Arnold D. Levine, Sp. Asst. U. S. Atty., Miami, Fla., Edward F. Boardman, U. S. Atty., Tampa, Fla., for appellee.
Before TUTTLE, Chief Judge, BELL, Circuit Judge, and DYER, District Judge.
Appellant stands convicted of two counts of mail fraud in violation of 18 U.S.C.A. § 1341 and of conspiracy to commit mail fraud in violation of 18 U.S.C.A. § 371. He was sentenced to six months on each substantive count, the sentences to run concurrently, and to three years probation on the conspiracy count.
Appellant is the owner of a ladies clothing store in Miami, Florida, which was heavily damaged by fire in October, 1958. Count Three of the indictment charged that appellant devised a scheme to defraud various fire insurance companies by representing the loss from the fire to be approximately $165,000, knowing such representation to be false, and that for the purpose of executing this scheme, he deposited in the mails a claim of loss for this amount. Count Four charged that for the purpose of executing this same fraudulent scheme, appellant caused the insurance companies to mail a letter to him rejecting his claim. Count Five charged that appellant conspired with Joseph Adjmi and others to commit the mail fraud offense set forth in Count Three.
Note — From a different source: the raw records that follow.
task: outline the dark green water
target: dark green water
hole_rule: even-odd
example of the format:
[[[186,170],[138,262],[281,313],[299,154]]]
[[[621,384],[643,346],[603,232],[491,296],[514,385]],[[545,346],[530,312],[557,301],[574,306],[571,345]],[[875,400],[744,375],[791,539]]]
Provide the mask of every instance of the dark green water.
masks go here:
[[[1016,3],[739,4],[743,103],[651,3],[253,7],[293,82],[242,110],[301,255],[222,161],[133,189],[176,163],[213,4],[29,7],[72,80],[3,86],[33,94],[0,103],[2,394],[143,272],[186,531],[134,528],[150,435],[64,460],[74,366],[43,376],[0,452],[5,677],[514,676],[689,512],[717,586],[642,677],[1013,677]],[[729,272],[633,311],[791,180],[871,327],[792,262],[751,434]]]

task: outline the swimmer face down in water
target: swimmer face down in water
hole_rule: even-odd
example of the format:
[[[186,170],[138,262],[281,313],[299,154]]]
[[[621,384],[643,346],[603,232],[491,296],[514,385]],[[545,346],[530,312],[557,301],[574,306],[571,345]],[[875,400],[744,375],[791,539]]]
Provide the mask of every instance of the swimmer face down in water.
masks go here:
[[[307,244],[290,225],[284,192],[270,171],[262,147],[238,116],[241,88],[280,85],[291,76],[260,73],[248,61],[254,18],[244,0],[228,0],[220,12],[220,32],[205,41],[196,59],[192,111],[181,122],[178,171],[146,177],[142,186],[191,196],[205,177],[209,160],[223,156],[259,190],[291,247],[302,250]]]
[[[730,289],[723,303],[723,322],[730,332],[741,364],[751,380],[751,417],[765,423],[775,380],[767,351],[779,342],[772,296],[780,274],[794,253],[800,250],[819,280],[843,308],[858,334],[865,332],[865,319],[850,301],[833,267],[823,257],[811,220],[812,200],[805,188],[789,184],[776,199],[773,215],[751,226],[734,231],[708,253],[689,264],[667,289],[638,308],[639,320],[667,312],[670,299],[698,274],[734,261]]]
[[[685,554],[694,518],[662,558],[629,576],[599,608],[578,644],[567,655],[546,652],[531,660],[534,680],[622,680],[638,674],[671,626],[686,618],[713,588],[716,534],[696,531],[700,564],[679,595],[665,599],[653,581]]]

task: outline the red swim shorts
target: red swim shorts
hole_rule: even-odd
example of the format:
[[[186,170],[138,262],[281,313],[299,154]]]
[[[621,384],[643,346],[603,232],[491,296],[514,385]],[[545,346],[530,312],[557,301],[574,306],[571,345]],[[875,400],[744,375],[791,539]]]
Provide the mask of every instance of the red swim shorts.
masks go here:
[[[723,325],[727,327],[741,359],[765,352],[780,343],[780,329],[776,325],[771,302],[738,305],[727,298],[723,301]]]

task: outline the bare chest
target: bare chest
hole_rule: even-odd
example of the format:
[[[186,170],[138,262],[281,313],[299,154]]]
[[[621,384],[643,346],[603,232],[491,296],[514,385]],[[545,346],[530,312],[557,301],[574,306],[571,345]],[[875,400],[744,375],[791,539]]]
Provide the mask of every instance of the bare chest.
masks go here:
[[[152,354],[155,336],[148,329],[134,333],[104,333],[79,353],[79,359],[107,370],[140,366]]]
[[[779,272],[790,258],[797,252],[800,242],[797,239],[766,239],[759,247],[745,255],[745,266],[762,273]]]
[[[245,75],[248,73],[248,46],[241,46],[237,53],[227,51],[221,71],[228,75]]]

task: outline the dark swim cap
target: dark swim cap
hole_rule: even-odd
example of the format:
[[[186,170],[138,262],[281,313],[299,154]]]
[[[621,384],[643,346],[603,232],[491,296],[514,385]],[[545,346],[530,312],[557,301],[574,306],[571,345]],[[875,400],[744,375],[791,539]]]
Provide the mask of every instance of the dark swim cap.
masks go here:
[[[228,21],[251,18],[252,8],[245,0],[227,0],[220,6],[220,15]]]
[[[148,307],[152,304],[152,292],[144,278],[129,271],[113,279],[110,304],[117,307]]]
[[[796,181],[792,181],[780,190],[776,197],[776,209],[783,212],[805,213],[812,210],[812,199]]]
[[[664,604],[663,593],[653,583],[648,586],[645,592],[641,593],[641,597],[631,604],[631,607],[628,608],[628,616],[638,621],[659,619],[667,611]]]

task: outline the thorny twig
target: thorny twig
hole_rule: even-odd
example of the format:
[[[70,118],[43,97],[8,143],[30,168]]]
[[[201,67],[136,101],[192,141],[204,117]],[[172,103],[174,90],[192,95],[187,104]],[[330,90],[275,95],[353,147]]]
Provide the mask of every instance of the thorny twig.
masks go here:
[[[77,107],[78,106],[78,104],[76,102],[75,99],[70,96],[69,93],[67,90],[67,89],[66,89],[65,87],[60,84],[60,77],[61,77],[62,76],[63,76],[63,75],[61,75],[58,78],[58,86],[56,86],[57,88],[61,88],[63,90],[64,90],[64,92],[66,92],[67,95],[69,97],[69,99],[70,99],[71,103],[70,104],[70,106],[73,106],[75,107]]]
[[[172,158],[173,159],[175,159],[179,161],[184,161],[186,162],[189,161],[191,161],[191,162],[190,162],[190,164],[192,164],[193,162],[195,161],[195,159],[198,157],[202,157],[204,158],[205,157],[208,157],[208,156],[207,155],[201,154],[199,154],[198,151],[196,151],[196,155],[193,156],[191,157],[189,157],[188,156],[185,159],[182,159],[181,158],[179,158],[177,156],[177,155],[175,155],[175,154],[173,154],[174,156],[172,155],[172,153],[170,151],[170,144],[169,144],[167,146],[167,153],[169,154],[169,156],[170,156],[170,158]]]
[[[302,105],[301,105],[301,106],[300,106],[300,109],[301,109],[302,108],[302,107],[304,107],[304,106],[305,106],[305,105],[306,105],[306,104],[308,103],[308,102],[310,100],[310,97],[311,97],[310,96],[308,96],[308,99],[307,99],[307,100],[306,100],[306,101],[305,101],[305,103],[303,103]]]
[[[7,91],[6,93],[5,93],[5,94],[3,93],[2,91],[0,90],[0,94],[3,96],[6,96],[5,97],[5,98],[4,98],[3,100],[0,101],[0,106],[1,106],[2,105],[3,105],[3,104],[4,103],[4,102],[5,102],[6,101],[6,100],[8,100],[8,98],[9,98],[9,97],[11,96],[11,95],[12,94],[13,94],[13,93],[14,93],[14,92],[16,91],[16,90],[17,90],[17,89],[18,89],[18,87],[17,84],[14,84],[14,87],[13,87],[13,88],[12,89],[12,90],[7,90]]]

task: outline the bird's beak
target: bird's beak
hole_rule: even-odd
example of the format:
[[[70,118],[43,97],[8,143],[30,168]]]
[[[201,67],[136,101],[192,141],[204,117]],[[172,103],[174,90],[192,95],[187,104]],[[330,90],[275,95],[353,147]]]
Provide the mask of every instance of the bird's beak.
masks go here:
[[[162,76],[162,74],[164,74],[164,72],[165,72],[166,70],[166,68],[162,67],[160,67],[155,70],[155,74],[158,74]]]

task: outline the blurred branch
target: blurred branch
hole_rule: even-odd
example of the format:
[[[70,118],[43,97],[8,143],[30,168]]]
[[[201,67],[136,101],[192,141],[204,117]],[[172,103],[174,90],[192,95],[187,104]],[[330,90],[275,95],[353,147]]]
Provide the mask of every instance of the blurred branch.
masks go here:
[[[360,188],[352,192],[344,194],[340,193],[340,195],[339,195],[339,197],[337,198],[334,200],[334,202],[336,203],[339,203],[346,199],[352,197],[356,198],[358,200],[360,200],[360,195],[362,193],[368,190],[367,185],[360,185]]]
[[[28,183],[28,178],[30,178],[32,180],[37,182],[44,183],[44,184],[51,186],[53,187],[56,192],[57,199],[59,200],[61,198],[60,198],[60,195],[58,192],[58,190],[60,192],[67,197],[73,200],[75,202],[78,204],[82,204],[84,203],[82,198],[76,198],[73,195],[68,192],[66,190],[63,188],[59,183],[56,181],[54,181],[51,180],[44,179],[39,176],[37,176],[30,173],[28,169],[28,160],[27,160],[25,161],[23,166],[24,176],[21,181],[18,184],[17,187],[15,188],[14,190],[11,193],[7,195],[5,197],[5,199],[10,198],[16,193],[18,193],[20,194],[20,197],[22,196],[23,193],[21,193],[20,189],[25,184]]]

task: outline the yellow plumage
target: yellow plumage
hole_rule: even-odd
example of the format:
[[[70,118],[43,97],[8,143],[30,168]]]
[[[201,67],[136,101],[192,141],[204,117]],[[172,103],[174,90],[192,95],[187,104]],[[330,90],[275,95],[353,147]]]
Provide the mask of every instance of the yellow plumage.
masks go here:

On this appeal, appellant contends that the evidence on all counts was insufficient to take the case to the jury and that Count Four fails to charge an offense under the mail fraud statute. We have carefully reviewed the record and conclude that the evidence was sufficient to sustain the conviction. As to the substantive counts, the evidence shows that appellant represented the value of certain linens damaged in the fire at $145,000, whereas insurance adjusters appraised their value at only $14,000. Further, the jury could have concluded from the testimony of one of appellant's employees that some of the linens were not in the store at the time of the fire. With respect to the conspiracy, the greater portion of the linens which appellant represented to be worth $145,000 were obtained from J. & C.A. Corporation through the Adimis under a contract representing $141,675 as the sales price, and appellant was able to procure additional insurance coverage only after Joseph Adjmi agreed to guarantee his check for a part of the initial premium. This and other evidence was sufficient to make out the conspiracy charged.
Since the sentence under Count Four runs concurrently with that imposed under Count Three, and since we here hold that the conviction under Count Three is valid, it is unnecessary to consider appellant's further contention that Count Four fails to charge an offense. Hirabayashi v. United States, 1943, 320 U.S. 81, 63 S. Ct. 1375, 87 L. Ed. 1774; Fabianich v. United States, D.C. Cir., 1962, 302 F.2d 904; Clark v. United States, 4 Cir., 1959, 267 F.2d 99.